Hacker News new | past | comments | ask | show | jobs | submit login

> Everything else remains the same.

For now, which may be as little as two years, given the release cadence between GPT 3 and GPT 4, combined with the increased funding levels.

As several research papers have pointed out, GPT 3 may be just a "stochastic parrot", but GPT 4 has "sparks of AGI". I have no idea what GPT 5 will be capable of, but it will be... more.

Next, many people have already done the obvious thing and wired up LLMs in a loop, where code output is automatically compiled and/or tested, with the errors fed back into the LLM to make it automatically fix up any small mistakes.

This is nothing; it's just sticky-taping something on with external API calls. The real output of LLMs is a probability distribution over the output dictionary, which can be filtered so that instead of naively picking the "most likely output", the LLM will pick the "most likely syntactically valid output". For programming languages, this is relatively simple to add on. For non-programming output generation, this is a much harder problem to solve. In other words, expect to see output quality in SWE fields improve faster than any other field!

Even the existing GPT 4 has a (private-preview) ability of looking back 32K tokens, which is about 15KB of source code. This is significantly more than what can be processed now, and is amenable to further optimisation. For example, the required token budget decreases by 40% simply by converting 4x space characters to 1x tab character. Eliminating the leading white space entirely cuts that in half again.

Tooling is being integrated into ChatGPT and similar LLM-based web apps. Right now, these are just doing simple Google or Bing searches, but as the Wolfram Alpha integration shows, much more powerful integrations are possible. Just wait and see what happens when ChatGPT gets hooked up to a short-term memory scratchpad and a programming playground. And then see what happens when it gets specialised on this automatically, feeding back compiler errors or failed tests as negative reinforcement.

I can foresee a future LLM like GPT 5 replacing the need for junior developers almost entirely. A single senior developer can just give it instructions and have it bang out code at the same rate as 100 junior devs, but with the quality of average developers.

There's an industry metric that a typical developer in a large enterprise produces only 3-10 lines of code per day on average. Maybe we'll have a single senior developer + LLMs be able to bang out hundreds per day?

PS: Imagine even a simple IDE plugin where in the context of the line of code you're writing Chat GPT will go off in the background and read the entire source file, the associated documentation, KB articles, Stack overflow answers, and GitHub issues and make recommendations on the fly as you type!

Picture a little popup following your edit cursor around with little warnings like "this is actually buggy because of Issue #3512, you'll need a retry loop to work around", or "calling that in that way is a security hole mentioned in CVE-2023-####", etc...

PPS: LLMs like GPT are slow at producing output, but ridiculously fast at reading, able to process something like 10K-100K words per second.




> As several research papers have pointed out, GPT 3 may be just a "stochastic parrot", but GPT 4 has "sparks of AGI".

Conflict of interest. Show it to me or other skeptics and if they say the same then maybe we have something going on.

As for the loop LLM now that is actually interesting. I wonder if it leads to them producing the correct code next time around?

> I can foresee a future LLM like GPT 5 replacing the need for junior developers almost entirely.

I think even with a lot of development in the area that's basically the maximum that will be achieved, IMO.

But who knows. I've been following AI news and even read as back as the original AI winter (when people spent hundreds of billions of dollars basically just because LISP existed).

To me it seems that AI development is a self-limiting phenomena, historically. Why is that the case I haven't figured out -- except maybe that the investors get tired of it and funding stops -- but it seems that people get hyped up about what is theoretically possible and not what we can work with right now.

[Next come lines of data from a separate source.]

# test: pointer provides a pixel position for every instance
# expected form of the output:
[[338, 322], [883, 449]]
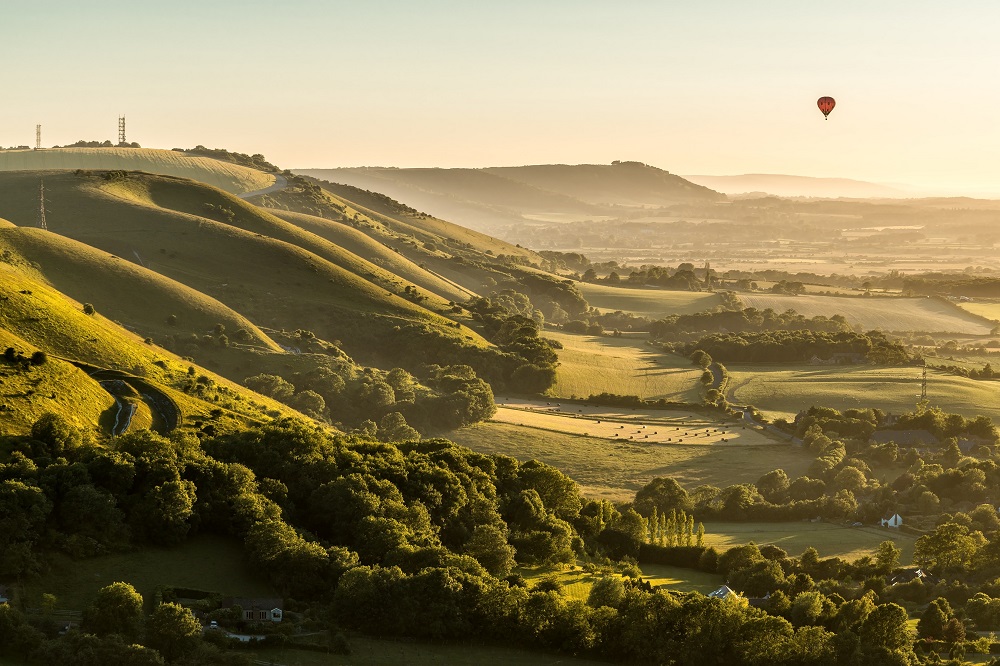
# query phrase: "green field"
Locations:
[[794, 537], [680, 579], [209, 563], [652, 303], [627, 366], [783, 391], [983, 309], [889, 314], [616, 470], [224, 175]]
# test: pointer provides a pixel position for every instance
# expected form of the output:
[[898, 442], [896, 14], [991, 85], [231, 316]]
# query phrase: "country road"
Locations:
[[280, 183]]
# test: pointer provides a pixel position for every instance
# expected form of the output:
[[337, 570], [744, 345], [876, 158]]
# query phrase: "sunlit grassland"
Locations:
[[617, 469], [624, 365], [224, 175], [783, 391], [209, 563], [794, 537], [886, 313], [653, 303]]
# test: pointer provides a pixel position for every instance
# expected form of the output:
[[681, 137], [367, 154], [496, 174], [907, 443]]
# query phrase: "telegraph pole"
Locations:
[[41, 205]]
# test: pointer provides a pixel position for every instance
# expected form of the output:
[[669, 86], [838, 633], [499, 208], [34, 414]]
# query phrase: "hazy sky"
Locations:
[[707, 87]]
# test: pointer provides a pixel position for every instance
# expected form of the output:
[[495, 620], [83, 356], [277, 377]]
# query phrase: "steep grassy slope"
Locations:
[[34, 316], [128, 293], [224, 175], [470, 197], [55, 386], [272, 282]]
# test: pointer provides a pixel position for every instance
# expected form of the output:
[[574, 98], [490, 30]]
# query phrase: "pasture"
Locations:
[[889, 314], [828, 539], [209, 563], [990, 310], [625, 365], [647, 302], [783, 391], [614, 468], [224, 175]]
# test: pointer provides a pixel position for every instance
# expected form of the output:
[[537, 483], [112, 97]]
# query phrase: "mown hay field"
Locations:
[[615, 470], [625, 365], [783, 391], [646, 302], [224, 175], [794, 537], [889, 314]]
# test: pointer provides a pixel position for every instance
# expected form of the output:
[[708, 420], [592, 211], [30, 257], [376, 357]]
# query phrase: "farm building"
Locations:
[[893, 520], [907, 575], [257, 609], [723, 592]]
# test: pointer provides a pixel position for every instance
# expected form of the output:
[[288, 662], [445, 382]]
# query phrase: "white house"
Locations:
[[256, 609], [895, 520]]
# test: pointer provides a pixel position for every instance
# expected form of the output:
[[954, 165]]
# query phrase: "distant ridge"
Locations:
[[488, 198], [799, 186]]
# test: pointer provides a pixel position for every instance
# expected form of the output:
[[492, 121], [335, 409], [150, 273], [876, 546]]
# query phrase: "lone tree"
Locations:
[[117, 610], [173, 631]]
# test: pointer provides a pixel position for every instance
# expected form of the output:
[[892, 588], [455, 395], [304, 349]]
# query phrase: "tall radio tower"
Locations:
[[41, 205]]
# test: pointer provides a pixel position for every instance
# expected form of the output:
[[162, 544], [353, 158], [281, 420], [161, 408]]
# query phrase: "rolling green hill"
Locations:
[[36, 317], [128, 293], [226, 176], [487, 199], [232, 259]]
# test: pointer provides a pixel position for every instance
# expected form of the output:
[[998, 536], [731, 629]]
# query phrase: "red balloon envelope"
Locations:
[[826, 105]]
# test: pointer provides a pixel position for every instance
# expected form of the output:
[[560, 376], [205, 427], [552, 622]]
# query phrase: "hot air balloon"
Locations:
[[826, 105]]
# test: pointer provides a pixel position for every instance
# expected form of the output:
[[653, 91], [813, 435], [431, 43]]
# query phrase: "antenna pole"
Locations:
[[41, 205]]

"Put random stuff in, magic happens" -- this seems to be the current belief system relating to AI, at least looking from the side. And it makes me an even bigger skeptic.

Would love to be wrong, I have to say.


Sparks of Artificial General Intelligence: Early experiments with GPT-4: https://arxiv.org/abs/2303.12712

I was like you, I thought GPT 3 was "a neat trick but mostly useless" because the error rate was too high, and the utility was too low due to the limited reasoning ability. I figured it would be a good basis for a next-gen image generator or voice transcriber, but that's about it.

I've been playing around with GPT 4 and now I'm actually paying for it. I'm still learning its strengths and weakness, but I've seen it do things that are simply mind blowing.

The worst output I've seen has been for it to simply echo back the input with no or minimal changes.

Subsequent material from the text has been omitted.